Putusan pengadilan terakhir yang dinilai mencederai rasa keadilan publik keluar dari Pengadilan Tinggi (PT) Pontianak yang membebaskan warga negara Tiongkok, Yu Hao, yang menjadi terdakwa kasus penambangan ilegal setelah mengeruk emas sebanyak 774 kg.  

Terpisah, Kepala Pusat Penerangan Hukum Kejagung Harli Siregar mengatakan jaksa penuntut umum (JPU) sudah mengajukan kasasi atas putusan PT Pontianak tersebut. Menurut Harli, kasasi diajukan karena majelis hakim tinggi dinilai tidak menerapkan hukum sebagaimana mestinya.

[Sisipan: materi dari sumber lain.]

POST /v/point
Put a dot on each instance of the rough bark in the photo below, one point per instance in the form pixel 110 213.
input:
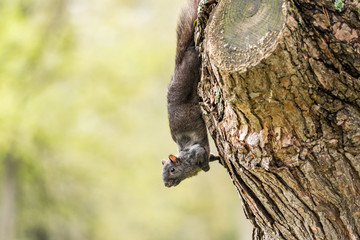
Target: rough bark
pixel 280 91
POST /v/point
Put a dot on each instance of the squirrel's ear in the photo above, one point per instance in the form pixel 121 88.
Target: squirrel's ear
pixel 173 158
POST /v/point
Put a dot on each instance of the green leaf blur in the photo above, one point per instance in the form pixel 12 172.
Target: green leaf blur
pixel 84 127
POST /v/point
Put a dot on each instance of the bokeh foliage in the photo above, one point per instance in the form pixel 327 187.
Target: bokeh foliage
pixel 84 126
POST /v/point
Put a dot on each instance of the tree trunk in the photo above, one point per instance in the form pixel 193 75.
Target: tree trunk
pixel 280 91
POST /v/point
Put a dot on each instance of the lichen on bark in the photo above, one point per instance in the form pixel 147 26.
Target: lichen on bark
pixel 286 120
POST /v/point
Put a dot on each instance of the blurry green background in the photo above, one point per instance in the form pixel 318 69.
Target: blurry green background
pixel 84 127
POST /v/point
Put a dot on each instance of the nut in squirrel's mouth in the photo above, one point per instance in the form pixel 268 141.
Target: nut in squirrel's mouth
pixel 171 183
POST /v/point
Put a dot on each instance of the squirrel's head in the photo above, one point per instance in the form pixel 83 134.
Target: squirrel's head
pixel 179 168
pixel 172 171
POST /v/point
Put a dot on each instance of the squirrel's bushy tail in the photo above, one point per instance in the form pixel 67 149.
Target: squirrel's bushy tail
pixel 185 29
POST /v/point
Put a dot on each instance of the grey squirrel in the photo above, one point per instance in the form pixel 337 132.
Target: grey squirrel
pixel 187 126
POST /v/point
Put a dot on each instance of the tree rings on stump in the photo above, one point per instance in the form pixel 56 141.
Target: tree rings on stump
pixel 241 33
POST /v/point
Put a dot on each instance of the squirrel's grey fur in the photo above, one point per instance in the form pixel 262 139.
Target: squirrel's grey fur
pixel 187 126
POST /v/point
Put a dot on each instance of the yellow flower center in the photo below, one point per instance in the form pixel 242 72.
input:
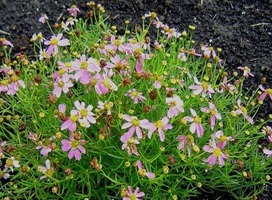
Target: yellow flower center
pixel 159 124
pixel 84 65
pixel 269 91
pixel 135 122
pixel 74 118
pixel 223 138
pixel 84 112
pixel 54 41
pixel 133 197
pixel 74 144
pixel 217 152
pixel 204 85
pixel 9 162
pixel 61 84
pixel 197 119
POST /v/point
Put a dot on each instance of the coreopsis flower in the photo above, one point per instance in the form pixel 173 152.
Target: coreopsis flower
pixel 202 87
pixel 266 92
pixel 222 139
pixel 160 126
pixel 85 114
pixel 242 110
pixel 176 106
pixel 3 174
pixel 47 170
pixel 11 162
pixel 196 125
pixel 6 42
pixel 133 195
pixel 129 143
pixel 142 171
pixel 216 154
pixel 267 152
pixel 186 142
pixel 135 96
pixel 105 85
pixel 62 84
pixel 54 44
pixel 73 10
pixel 212 110
pixel 246 71
pixel 74 146
pixel 43 18
pixel 135 125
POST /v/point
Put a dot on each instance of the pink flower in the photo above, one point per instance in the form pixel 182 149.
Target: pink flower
pixel 222 139
pixel 246 71
pixel 267 152
pixel 43 18
pixel 130 195
pixel 142 171
pixel 48 171
pixel 135 95
pixel 62 85
pixel 85 114
pixel 135 126
pixel 266 92
pixel 54 42
pixel 186 142
pixel 242 110
pixel 216 154
pixel 213 113
pixel 73 10
pixel 160 126
pixel 74 146
pixel 176 106
pixel 196 126
pixel 203 87
pixel 129 143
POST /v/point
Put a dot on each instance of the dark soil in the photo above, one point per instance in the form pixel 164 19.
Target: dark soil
pixel 242 28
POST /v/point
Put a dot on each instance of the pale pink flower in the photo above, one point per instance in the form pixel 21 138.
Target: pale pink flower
pixel 186 142
pixel 160 126
pixel 204 88
pixel 212 110
pixel 266 92
pixel 267 152
pixel 74 146
pixel 142 171
pixel 135 125
pixel 129 143
pixel 246 71
pixel 216 154
pixel 176 106
pixel 43 18
pixel 73 10
pixel 47 170
pixel 11 162
pixel 62 85
pixel 135 95
pixel 54 42
pixel 196 125
pixel 222 139
pixel 136 195
pixel 242 110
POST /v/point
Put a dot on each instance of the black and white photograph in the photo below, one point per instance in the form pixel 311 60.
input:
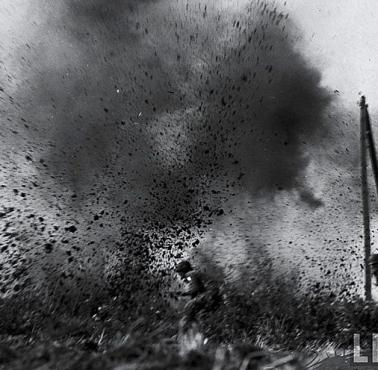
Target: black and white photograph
pixel 188 184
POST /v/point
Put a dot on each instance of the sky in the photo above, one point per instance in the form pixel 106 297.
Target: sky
pixel 72 82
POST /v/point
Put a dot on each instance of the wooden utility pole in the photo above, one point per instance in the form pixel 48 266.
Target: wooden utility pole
pixel 365 127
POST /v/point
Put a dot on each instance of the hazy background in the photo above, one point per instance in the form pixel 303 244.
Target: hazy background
pixel 141 117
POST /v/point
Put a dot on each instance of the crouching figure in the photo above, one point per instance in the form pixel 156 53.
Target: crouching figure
pixel 202 296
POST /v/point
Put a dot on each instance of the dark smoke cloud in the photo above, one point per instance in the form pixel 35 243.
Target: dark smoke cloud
pixel 246 101
pixel 163 112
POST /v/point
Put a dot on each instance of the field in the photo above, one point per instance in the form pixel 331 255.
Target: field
pixel 274 330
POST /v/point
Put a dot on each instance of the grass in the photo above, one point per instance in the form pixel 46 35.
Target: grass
pixel 266 329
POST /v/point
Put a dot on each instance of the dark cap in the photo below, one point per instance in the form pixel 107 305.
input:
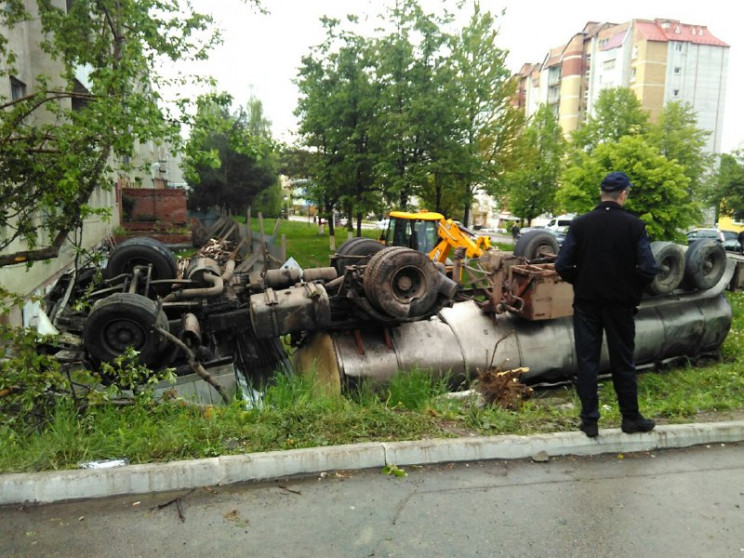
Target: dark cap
pixel 615 181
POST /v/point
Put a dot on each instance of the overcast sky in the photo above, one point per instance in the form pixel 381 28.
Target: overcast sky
pixel 261 53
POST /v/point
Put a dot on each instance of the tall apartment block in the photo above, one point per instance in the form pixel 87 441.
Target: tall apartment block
pixel 660 60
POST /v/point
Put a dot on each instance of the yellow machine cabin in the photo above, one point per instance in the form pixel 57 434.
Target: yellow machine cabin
pixel 432 233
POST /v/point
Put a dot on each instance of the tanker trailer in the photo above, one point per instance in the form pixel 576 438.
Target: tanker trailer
pixel 463 338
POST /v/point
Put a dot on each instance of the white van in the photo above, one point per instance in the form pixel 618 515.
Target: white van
pixel 560 223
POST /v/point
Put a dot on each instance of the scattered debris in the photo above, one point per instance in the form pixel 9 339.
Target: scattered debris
pixel 104 464
pixel 541 457
pixel 176 501
pixel 504 388
pixel 394 471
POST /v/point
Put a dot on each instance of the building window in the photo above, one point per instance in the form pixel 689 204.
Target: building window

Sebelumnya, ada juga putusan kontroversial dari Pengadilan Negeri (PN) Surabaya yang membebaskan Ronald Tannur, terdakwa kasus pembunuhan Dini Sera Afrianti. Belakangan, Kejagung mengusut dugaan suap di balik bebasnya Ronald Tannur dengan menersangkakan tiga hakim serta eks Ketua PN Surabaya.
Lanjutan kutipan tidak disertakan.